Moreover, the weight of authority and precedent suggests that the Senate retains the power to try an ex-president. The Constitution does not explicitly address the question, but it provides a remedy—disqualification from future federal office—that can be applied to ex-office holders. “[W]hat would be the value of the [disqualification] provision,” asked John Quincy Adams, if it could not be used against a former official? At the time he posed that question, 1846, Adams had long left the presidency, but he insisted that he remained “amenable to impeachment” for any actions taken while in office. In the 1876 impeachment trial of ex-Secretary of War William Belknap, the Senate considered the matter at length and ultimately ruled that an official’s resignation does not render impeachment proceedings moot.

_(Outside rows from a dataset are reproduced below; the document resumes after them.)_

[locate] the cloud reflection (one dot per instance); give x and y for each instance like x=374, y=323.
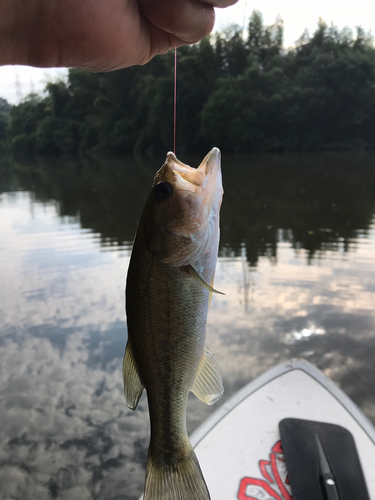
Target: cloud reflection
x=66, y=432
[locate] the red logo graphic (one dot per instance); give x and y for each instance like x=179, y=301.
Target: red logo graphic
x=276, y=483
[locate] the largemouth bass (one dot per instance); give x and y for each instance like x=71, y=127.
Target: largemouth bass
x=168, y=289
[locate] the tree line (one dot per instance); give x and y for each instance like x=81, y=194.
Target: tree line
x=239, y=91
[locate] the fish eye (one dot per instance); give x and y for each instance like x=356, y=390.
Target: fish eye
x=163, y=191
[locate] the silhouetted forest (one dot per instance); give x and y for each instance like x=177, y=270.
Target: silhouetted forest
x=240, y=92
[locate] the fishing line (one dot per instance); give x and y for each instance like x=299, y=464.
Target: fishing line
x=175, y=100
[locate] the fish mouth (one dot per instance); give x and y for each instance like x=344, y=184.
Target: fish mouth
x=204, y=180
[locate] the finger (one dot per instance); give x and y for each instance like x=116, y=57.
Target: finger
x=187, y=20
x=221, y=4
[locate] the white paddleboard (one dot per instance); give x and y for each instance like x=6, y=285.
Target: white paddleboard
x=239, y=447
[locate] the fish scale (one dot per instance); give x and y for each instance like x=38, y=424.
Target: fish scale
x=167, y=298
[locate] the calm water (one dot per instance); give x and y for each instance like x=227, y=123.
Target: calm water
x=297, y=264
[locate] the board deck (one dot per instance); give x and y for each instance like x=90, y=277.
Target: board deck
x=239, y=447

None of this is to dismiss pragmatic arguments against impeaching and convicting President Trump. Various congressmen and commentators have raised concerns about worsening the country’s political divide, as well as the prospect of turning Trump into a martyr. Members of Congress—accountable to their constituents—will have to determine the weight of those arguments. But to the extent that Congress chooses to forge ahead, the best way to avoid negative side effects is to present the strongest legal arguments possible in the hope of attracting broad, bipartisan support.